The casomorphin research Barnard references is real, though the scientific community debates how significant the effect is in normal dietary consumption. Barnard presents it as one contributing factor in cheese’s addictive quality rather than a singular explanation, and reviewers with research backgrounds have found his summary accurate within its stated scope.
Does the audiobook include the recipes and meal plans from the print version?
Yes, the program and recipe sections are included in the audio version. Joe Knezevich reads them clearly, though listeners who want to follow the meal plans practically will likely want access to the print book or ebook version as well.
How does The Cheese Trap differ from Barnard’s other nutrition audiobooks?

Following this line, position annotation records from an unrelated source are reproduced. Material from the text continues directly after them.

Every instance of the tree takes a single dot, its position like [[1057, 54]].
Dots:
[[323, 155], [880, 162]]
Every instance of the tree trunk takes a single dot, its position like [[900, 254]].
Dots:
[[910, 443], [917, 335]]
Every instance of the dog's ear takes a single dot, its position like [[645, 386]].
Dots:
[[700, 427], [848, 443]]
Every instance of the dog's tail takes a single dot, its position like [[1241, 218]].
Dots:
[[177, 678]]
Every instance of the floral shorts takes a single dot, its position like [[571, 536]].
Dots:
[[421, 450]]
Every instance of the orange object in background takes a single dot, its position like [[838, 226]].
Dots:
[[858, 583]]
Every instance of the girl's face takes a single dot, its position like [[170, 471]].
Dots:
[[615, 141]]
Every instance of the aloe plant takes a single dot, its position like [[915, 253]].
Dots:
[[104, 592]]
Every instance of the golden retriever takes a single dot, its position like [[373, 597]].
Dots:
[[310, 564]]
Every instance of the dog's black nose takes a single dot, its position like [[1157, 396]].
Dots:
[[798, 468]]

This book focuses specifically on cheese as its subject and includes an extended analysis of the dairy industry’s political and economic influence on dietary guidelines, which is more developed here than in his earlier works. It also updates the scientific data with more recent research than his prior titles.
Is the tone of the audiobook judgmental toward people who eat cheese?
No. Multiple reviewers specifically noted that Barnard avoids scare tactics and moralizing. The book acknowledges why cheese is difficult to give up and frames the program as empowerment rather than condemnation. The clinical and occasionally humorous tone is maintained throughout.